Nazwa miasta pochodzi od górskiego szczytu o tej samej nazwie. Ten z kolei wział swoje imię od niemieckiego administratora, który zginął w okolicy ścigając papuaskich zabójców dwóch podróżników… Wyruszyli w 1895 roku, aby pieszo przeciąć wyspę w poprzek… Nie doszli… A Kurt von Hagen zamiast zabójców znalazł śmierć… Mt Hagen jest ważnym ośrodkiem administracyjnym i komunikacyjnym, ale zbyt wielu atrakcji turystycznych tu nie znajdziecie. Za jedną z nielicznych uznać można katolicki kościół Św. Pawła z napisami w pidginie we wnętrzu.
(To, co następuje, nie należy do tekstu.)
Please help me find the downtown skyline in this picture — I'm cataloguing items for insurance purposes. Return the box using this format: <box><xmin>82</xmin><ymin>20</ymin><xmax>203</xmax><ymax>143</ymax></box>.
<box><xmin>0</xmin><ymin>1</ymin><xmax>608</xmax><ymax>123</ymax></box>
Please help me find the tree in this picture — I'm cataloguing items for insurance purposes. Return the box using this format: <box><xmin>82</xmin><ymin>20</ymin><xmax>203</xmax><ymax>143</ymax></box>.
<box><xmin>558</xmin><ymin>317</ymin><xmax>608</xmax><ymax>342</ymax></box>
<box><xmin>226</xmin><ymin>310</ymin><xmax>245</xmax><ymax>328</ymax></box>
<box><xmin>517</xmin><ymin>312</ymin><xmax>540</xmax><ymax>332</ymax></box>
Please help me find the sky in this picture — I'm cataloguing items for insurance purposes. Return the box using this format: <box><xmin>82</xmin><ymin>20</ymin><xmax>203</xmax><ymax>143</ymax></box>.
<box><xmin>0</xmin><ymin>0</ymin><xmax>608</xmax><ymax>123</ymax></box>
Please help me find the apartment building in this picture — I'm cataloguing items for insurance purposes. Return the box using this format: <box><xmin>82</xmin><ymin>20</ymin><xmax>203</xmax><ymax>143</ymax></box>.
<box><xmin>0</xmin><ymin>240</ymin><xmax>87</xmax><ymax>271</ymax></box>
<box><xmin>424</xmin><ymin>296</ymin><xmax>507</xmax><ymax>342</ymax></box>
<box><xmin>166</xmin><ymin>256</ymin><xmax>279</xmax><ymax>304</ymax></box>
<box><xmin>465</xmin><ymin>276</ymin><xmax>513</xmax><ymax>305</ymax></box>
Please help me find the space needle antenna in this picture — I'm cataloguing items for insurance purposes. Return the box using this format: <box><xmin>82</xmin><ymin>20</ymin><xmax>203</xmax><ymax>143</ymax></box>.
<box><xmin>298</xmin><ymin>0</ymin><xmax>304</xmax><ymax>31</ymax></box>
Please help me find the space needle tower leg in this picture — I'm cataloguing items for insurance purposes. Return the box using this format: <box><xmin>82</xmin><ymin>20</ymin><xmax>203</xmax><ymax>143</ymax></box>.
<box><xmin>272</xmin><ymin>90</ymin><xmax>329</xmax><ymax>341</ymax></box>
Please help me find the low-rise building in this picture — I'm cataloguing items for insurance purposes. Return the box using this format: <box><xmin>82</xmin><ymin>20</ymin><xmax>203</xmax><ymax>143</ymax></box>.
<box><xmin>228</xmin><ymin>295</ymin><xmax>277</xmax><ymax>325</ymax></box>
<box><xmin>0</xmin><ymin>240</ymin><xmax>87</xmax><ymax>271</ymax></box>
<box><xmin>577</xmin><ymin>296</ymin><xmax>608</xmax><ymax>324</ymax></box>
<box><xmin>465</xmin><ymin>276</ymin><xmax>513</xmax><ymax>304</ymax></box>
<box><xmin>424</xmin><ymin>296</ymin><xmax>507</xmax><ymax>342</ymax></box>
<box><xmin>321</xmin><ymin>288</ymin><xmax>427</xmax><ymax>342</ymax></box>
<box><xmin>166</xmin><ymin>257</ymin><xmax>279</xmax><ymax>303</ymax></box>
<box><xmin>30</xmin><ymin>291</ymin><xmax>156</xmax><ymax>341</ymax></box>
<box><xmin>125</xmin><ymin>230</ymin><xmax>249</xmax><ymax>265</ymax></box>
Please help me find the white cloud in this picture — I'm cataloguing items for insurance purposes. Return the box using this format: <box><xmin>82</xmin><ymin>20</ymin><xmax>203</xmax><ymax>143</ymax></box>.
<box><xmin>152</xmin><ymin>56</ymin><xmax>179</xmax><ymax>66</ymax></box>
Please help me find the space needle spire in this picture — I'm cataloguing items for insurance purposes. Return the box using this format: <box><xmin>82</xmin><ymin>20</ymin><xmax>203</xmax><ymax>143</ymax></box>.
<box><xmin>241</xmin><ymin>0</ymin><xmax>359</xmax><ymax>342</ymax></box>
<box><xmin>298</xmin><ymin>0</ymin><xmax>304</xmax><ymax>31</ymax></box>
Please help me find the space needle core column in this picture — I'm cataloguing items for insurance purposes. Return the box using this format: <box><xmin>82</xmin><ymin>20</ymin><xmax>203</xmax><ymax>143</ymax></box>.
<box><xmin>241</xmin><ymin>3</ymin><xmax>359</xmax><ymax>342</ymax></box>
Po drodze do kościoła, który stoi przy wyjeździe z miasta w kierunku Goroki będziecie przechodzić obok dużego bazaru. Podobno najwięcej przekupniów pojawia się tu w sobotę, kiedy po zakupy przychodzą ludzie z okolicznych gór. Wtedy właśnie jest szansa aby “upolować” tu jegomościów w tradycyjnych strojach – niestety podobno pojawia się ich coraz mniej. W jednej części rynku królowały niepodzielnie różowe bulwy sweet potatśs, ale w sąsiedztwie można się było zaopatrzyć także w orzechy palmy areka (to te do żucia), banany, ananasy i cały szereg europejskich warzyw, które tu – w górach o dziwo dobrze rosną. Były, a jakże także świnie – chętnie przyjmowany środek płatniczy w ciągle tu jeszcze akceptowanym handlu wymiennym… Przy zachowaniu pewnej dozy taktu można fotografować ludzi. Odwzajemniają oni uśmiechy, a rzucone do modela po zrobieniu fotki “Tenkju tru!” jest niemal zawsze kwitowane pomrukiem uznania…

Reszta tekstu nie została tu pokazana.